Emphasizing transparency, such as public audits and joint ventures for local firms, could rebuild trust. A shift to the Engineering, Procurement, and Construction (EPC) model—where projects are fully budget-funded without long-term annuities—has also been floated as a simpler alternative, though it would strain immediate finances.
Telangana could learn from its neighbor. Andhra Pradesh's Chandrababu Naidu successfully courted top executives from construction giants, foreign investors, and financial bodies to fund mega projects like the Amaravati capital city revival. By fostering direct dialogues, Naidu minimized risks and secured commitments, avoiding the pitfalls that plagued Telangana. Implementing a similar strategy—perhaps through high-level summits—could position Reddy's administration as investor-friendly, drawing parallels to Naidu's tech-savvy governance.
This saga illuminates systemic challenges in India's infrastructure financing. HAM's allure lies in deferring costs, but without safeguards, it morphs into a liability. In cash-strapped states like Telangana, where rural development is crucial for poverty alleviation, ambitious schemes must balance aspiration with prudence. The zero-bid episode highlights investor wariness amid economic uncertainty;
post-pandemic inflation and global slowdowns have made lenders cautious. Moreover, sidelining locals exacerbates inequality, undermining the very equity HAM purports to promote.

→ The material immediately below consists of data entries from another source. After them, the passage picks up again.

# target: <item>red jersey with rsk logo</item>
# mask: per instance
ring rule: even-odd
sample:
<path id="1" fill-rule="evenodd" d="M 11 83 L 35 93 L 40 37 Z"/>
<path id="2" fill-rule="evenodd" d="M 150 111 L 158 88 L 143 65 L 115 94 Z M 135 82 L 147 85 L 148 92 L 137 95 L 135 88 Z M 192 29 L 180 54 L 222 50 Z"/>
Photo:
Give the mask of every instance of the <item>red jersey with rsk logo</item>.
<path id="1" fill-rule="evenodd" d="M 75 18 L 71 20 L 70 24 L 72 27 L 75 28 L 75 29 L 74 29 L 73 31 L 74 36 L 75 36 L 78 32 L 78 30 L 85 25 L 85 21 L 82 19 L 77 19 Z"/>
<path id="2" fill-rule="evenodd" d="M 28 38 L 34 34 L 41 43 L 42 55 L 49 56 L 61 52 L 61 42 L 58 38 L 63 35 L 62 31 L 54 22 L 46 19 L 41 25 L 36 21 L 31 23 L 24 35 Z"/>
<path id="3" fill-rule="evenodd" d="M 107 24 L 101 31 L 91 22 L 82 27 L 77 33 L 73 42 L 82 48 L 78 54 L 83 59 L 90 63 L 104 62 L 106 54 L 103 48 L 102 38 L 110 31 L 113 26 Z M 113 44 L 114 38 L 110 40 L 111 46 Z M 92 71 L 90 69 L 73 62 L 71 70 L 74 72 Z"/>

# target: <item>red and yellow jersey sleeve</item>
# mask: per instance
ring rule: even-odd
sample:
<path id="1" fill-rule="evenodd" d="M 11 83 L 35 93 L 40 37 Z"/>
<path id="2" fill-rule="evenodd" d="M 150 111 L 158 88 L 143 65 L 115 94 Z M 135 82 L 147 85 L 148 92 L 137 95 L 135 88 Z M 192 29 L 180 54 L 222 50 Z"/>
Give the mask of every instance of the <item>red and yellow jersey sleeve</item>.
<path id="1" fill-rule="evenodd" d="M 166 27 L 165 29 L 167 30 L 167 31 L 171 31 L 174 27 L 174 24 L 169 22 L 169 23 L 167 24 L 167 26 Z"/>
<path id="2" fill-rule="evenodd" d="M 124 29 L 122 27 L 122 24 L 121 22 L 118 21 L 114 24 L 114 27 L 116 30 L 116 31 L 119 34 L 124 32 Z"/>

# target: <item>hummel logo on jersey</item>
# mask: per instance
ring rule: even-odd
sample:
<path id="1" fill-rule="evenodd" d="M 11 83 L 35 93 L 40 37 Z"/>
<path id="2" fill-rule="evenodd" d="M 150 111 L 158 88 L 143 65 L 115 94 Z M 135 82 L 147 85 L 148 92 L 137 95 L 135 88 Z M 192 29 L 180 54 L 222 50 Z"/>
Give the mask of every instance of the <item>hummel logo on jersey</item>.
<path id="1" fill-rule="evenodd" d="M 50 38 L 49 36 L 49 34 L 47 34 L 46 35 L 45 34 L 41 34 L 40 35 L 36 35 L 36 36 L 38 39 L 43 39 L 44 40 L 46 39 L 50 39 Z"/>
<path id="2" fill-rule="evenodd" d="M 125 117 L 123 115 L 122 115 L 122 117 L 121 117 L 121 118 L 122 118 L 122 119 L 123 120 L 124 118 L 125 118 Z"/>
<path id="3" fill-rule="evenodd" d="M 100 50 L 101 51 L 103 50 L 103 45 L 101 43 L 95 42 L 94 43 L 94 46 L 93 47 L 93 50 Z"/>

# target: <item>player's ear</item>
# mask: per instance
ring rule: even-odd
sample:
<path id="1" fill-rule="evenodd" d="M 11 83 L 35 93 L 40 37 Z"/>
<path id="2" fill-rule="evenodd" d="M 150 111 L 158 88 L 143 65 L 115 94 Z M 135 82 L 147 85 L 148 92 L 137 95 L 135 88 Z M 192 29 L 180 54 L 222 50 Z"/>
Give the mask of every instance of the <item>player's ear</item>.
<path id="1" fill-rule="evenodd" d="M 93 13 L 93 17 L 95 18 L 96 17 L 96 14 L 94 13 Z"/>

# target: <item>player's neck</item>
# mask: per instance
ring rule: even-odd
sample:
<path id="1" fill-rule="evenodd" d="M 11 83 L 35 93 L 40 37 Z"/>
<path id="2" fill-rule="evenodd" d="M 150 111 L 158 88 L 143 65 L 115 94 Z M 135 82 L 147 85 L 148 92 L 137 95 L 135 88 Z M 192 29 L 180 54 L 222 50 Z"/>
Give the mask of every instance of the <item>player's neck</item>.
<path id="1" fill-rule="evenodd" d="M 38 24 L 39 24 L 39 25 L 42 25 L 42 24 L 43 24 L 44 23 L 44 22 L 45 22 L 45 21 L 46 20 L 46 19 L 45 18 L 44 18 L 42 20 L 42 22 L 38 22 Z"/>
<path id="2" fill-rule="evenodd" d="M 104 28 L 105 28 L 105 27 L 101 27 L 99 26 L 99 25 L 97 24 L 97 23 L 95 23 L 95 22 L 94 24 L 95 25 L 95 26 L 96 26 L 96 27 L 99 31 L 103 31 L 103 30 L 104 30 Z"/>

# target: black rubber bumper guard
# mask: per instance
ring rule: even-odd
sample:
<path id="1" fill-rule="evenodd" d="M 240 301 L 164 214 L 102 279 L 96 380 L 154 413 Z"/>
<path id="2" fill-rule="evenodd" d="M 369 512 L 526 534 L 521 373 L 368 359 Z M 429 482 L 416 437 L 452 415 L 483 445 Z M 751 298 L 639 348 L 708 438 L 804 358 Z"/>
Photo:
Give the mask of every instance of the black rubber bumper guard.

Broader implications extend to national policy. As India pushes for $5 trillion economy status, states must refine PPP models to incorporate fiscal buffers and stakeholder inclusivity. Telangana's pivot could set precedents: successful revisions might encourage other states to adopt hybrid frameworks for non-toll projects, like irrigation or urban transit. Conversely, failure risks eroding public faith, fueling opposition narratives of mismanagement.
In case bankable HAM models structured with the approval of banks and all the stakeholders, this can even extend to other sectors like Irrigation, which is being implemented in the state Bihar.
As 2026 unfolds, Reddy's government stands at a crossroads. Reissuing tenders under a fortified HAM could catalyze rural transformation, creating jobs and boosting agriculture. But without heeding Metro India's warnings—stakeholder buy-in, RBI compliance, and local empowerment—the effort might falter again, turning a noble vision into a fiscal quagmire. In an era of scrutiny, transparency isn't optional; it's the bedrock of sustainable progress. The coming months will test whether Telangana can turn controversy into triumph, or if the HAM debacle becomes a lasting scar on its developmental narrative.